# Jungle tank



## johnnypy (18 Oct 2008)

I've been keeping and breeding fish for 35 years but have recently got very interested in planted tanks. I really like the jungle approach to aquascaping. This is my 75gal tank.

Comments very welcome

J


----------



## Thomas McMillan (18 Oct 2008)

Nice tank, I'm a big fan of the jungle feel too. Any chance of stats? Lighting/substrte/flora/fauna etc.


----------



## johnnypy (18 Oct 2008)

Tank is 75gal. Lit by 4x30w T8s - currently 1x Grolux, 1xDennerle and 2 Arcadia reflectors. I've also recently put in a moonlight LED which is great for watching my Brochis, upside down catfish and Ancistrus come out to feed.  Filtration is by a Rena external filter, large Fluval internal and a small Fluval powering a CO2 reactor. Substrate is mainly plain old quartz gravel but some of the heavy feeding plants are potted in a Dennerle substrate. 
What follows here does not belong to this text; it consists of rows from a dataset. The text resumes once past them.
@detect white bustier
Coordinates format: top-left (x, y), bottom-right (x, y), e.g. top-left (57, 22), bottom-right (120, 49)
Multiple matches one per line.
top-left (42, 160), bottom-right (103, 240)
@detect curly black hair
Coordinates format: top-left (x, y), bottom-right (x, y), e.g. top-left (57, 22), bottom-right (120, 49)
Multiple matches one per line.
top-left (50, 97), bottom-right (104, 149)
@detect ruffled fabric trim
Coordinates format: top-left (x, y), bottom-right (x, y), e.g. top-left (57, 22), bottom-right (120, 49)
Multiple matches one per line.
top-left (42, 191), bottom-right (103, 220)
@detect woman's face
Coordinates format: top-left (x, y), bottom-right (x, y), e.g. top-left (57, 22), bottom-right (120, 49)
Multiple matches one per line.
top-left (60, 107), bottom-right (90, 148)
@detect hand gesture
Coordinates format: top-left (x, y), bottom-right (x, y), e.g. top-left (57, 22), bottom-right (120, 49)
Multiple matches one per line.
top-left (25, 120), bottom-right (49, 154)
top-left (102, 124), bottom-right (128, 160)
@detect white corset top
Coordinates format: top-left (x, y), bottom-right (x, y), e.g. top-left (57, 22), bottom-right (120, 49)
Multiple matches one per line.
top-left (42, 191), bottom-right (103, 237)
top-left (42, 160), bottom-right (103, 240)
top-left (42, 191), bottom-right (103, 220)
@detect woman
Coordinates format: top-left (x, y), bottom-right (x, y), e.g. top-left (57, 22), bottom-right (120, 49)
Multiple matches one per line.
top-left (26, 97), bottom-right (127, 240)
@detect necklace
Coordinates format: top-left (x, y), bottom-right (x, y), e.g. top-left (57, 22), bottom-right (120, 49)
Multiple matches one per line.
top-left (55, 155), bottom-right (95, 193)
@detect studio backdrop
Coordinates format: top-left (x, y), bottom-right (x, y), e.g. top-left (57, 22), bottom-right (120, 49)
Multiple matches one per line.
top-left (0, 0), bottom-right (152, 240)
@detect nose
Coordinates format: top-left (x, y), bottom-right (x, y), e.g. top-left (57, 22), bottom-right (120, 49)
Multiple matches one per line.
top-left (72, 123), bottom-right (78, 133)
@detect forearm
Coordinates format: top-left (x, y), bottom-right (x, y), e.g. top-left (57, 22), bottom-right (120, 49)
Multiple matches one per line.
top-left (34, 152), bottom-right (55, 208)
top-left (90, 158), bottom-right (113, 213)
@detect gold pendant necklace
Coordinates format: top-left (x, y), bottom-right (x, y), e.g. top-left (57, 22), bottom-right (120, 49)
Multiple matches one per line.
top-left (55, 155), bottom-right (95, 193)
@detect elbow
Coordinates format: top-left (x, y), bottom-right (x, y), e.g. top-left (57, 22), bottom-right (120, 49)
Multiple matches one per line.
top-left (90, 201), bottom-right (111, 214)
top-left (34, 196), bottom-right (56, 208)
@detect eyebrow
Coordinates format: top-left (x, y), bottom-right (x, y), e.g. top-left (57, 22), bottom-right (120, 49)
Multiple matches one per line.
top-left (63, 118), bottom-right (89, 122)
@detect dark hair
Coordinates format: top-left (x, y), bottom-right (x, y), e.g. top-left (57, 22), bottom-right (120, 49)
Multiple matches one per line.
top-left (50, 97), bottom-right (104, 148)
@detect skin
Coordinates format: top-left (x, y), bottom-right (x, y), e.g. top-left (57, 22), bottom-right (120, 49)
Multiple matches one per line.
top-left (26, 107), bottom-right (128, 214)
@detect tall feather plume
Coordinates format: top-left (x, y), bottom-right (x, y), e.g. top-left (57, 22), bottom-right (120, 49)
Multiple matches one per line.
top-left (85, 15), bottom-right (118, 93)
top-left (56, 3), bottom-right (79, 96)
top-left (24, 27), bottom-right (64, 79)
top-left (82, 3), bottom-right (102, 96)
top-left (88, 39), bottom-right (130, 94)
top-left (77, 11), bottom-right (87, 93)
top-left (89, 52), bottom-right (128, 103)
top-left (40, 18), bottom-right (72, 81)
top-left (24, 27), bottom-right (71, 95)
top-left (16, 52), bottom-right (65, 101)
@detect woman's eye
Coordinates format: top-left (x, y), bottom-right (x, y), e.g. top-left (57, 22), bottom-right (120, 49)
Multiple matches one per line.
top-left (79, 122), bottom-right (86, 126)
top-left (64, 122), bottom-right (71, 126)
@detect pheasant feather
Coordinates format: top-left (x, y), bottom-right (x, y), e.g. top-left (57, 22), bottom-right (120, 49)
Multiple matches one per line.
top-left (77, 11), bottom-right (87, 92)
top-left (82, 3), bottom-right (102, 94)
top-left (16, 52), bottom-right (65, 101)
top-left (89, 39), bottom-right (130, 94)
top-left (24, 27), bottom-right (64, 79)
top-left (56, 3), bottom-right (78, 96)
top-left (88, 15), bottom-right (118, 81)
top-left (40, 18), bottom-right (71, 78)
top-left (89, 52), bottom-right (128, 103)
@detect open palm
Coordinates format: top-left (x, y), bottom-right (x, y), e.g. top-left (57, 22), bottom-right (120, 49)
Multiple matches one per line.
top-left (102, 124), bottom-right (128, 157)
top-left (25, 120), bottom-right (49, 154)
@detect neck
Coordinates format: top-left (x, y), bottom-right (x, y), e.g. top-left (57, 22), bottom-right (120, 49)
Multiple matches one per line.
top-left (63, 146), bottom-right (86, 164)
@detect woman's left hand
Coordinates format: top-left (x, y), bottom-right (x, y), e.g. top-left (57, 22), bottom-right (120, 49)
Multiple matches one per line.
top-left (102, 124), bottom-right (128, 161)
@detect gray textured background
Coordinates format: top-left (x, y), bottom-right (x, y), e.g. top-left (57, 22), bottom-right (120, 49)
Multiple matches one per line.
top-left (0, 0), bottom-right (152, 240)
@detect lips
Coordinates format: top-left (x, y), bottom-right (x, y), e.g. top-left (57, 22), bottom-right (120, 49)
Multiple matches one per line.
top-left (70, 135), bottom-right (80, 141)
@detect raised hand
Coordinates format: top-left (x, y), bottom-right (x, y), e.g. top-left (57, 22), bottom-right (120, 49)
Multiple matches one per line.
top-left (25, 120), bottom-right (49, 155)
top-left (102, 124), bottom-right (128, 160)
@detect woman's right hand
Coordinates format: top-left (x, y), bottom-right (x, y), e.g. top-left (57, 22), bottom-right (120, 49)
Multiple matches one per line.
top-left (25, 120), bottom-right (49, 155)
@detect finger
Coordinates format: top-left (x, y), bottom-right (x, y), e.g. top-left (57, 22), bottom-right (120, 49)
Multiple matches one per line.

I mix up my own fertilisers using a the 'daily dosing drops' formula. Make these up from dry ingredients from Aquaessentials - I dose very heavily but still reckon it only costs Â£25-35 per year. 25% water change with rain water every week.

Plants at the moment are mainly fast growers which I'm gradually replacing with slower growers. I have a large number of Cryptocoryne wendtii which have turned a very nice mahogany colour in the bright light. Stem plants are Limnophila sessiliflora, Hyg.polysperma, Gymnocoronis spilanthoides, Bacopa and Nesaea plus a few others. Lots of java fern and Ceratopteris as well. I've been especially pleased with my stones covered with Monosolenium and Riccia (held in place with hairnets)

I've planted a few bulbs which are really taking off - Aponogeton crispus and boivinianus and Nymphaea zenkeri, stellata and micrantha. Bit disappointed with an Echinodorus x barthii - you can hardly see it, it seems to have sat and sulked since it was immersed - a few submersed leaves starting which are a good colour so I'll give it a chance.

Fish are mainly small tetras, rasboras and barbs. I put in some Amano shrimp but have only seen them on very rare occasions since then.

John


----------



## Joecoral (18 Oct 2008)

Jungle is certainly the word!
I like it a lot


----------



## aaronnorth (19 Oct 2008)

nice tank, i like the 1st pic


----------